Valley of the Dolls is, admittedly, a terrible film but it’s also a lot of fun and that’s largely because of Patty Duke’s berserk performance as Neely O’Hara.  Earlier, I said that Duke’s performance appears to suggest that she may have been possessed but, honestly, that barely begins to describe it.  Whereas Tate managed to find some truth in the film’s melodrama and Parkins gives a performance that suggests that the script put her in a coma, Duke attacks every inch of melodramatic dialogue, barking out her dialogue with all the ferocity of a yapping little chiuaua.  Duke gives a performance that is so completely and totally over-the-top that it’s hard not to respect her commitment to capturing every overheated, melodramatic moment.

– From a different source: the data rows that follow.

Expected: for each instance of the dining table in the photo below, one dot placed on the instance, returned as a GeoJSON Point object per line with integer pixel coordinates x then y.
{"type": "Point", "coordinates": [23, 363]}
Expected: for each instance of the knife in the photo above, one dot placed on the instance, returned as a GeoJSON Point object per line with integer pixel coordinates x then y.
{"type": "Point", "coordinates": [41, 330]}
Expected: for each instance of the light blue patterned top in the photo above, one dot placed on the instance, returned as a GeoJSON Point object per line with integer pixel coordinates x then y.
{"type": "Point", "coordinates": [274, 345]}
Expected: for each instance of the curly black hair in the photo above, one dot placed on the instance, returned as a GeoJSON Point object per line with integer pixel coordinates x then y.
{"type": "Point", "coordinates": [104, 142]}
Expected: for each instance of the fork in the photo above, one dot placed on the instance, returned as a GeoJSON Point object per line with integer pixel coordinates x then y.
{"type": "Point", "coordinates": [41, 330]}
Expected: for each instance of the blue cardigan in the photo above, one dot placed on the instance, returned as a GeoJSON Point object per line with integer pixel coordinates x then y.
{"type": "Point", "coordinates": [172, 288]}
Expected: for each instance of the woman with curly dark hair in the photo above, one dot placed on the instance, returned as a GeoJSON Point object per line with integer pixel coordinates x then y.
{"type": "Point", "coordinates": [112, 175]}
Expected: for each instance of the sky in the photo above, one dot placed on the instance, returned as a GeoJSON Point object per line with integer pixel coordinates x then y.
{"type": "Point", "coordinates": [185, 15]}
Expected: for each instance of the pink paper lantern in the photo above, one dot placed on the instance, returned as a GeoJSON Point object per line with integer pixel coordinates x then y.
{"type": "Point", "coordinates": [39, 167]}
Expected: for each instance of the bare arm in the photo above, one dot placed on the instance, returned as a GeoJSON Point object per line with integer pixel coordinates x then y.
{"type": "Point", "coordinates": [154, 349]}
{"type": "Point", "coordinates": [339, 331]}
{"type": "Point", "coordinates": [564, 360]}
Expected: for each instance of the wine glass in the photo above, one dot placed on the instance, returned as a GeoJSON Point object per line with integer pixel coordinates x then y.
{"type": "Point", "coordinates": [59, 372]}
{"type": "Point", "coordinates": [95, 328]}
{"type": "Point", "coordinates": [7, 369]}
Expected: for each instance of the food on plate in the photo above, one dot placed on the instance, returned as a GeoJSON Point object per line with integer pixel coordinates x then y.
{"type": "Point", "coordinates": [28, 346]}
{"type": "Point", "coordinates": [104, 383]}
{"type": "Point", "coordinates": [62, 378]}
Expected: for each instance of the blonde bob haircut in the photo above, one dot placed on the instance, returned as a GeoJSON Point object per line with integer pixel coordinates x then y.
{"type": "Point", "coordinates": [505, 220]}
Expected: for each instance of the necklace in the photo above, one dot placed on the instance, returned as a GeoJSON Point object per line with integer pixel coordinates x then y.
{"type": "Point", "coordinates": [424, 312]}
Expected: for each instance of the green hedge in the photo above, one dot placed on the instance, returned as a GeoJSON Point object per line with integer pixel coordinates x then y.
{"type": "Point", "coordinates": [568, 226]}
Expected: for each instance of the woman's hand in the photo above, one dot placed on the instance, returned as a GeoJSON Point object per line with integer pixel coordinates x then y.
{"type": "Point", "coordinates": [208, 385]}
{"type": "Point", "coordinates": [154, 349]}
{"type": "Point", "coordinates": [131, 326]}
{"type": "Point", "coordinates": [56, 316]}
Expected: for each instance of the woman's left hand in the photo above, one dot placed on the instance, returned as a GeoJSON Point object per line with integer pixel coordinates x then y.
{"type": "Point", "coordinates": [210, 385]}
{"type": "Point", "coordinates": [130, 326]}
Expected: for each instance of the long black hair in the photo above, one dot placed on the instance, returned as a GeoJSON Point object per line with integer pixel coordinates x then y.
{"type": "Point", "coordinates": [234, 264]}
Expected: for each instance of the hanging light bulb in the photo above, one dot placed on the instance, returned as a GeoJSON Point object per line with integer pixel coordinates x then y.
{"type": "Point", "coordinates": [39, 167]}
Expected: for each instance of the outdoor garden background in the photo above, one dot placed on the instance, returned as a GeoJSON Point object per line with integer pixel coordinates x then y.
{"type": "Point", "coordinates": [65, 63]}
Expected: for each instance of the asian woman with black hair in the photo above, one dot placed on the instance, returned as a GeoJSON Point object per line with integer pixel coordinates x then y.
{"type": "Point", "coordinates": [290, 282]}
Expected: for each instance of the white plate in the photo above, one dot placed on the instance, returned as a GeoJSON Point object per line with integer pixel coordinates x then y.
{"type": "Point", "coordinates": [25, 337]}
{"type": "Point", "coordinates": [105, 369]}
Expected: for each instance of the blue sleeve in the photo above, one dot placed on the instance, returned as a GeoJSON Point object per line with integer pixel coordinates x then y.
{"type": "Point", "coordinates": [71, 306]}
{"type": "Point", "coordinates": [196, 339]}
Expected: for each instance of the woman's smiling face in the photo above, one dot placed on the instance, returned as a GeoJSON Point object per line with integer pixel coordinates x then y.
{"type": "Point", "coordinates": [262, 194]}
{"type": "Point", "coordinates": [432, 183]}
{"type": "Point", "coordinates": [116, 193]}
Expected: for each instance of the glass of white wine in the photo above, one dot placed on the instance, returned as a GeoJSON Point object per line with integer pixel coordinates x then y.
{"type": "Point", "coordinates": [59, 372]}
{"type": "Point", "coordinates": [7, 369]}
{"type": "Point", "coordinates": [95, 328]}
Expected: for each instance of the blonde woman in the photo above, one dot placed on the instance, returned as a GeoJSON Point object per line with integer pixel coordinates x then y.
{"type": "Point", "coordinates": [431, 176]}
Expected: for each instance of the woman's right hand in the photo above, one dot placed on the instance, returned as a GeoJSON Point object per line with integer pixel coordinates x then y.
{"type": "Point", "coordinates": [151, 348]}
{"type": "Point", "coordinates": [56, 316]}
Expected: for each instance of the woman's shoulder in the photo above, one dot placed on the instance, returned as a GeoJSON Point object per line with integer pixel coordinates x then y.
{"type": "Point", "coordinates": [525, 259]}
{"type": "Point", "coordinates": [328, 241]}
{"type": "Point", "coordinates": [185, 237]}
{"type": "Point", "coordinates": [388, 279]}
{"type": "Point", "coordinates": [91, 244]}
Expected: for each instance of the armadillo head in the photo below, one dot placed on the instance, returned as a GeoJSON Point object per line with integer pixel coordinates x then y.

I have to admit that one reason why I love this film is because I’m hoping that someday some enterprising director will remake it and cast me as Neely O’Hara.  Everytime I watch this film, I find myself thinking about how much it would be to respond to every petty annoyance by screeching out, “I’m NEELY O’HARA!”  Seriously, just think about it.  As a character, Neely is a talented, ambitious, emotional, unstable, immature, demanding, bratty, spoiled, and determined.  Sound like anyone whose film reviews you might have been reading recently?  From my previous experience as a community theater ingenue, I can assure you that I can deliver melodramatic dialogue with the best of them and, unlike Patty Duke in this film, I can actually dance.  Unfortunately, I can’t carry a tune to save my life but I’m thinking maybe they could bring in Kelly Clarkson to serve as my singing voice.  (Or maybe Jessica Simpson.  Did I ever mention that we both went to the same high school?  Though not at the same time, of course.) After all, if Patty Duke could be obviously dubbed, why not me?  I can just see myself now, wandering down some sleazy city street, singing to myself and declaring at the top of my lungs, “Ted Casablanca’s no fag and I’m the dame who can prove it!”  I know that Lindsay Lohan will probably insist that this is the role she was born to play, but seriously, who needs Linsday when you’ve got a Lisa?

Beyond the so-bad-that-its-good appeal of the film, Valley of the Dolls is a fascinating cultural artifact for the reasons that I previously hinted at while talking about the character of Anne Welles.  Valley of the Dolls was made in 1967 and, as such, it’s a perfect exhibit of an unstable time when Hollywood was unsure about whether it should embrace the “new morality” or if it should continue to recycle the same sort of old-fashioned filmmaking that had nearly bankrupted the big studios.  The result was several films that felt oddly schizophrenic in their approach and that is certainly the case with Mark Robson’s direction of Valley of the Dolls.  Whether it’s the way the film continually hints at nudity and sex while carefully not revealing too much or the way that random psychedelic sequences seem to suddenly appear on-screen, this is a movie that perfectly captures an uncertain film industry trying to figure out where it stands in a scary new world.

As always, I enjoyed watching this undeniably bad but just as undeniably compelling film.  Our readers chose well!  Thank you to everyone who voted and I hope you’ve enjoyed reading this review almost as much I enjoyed writing it.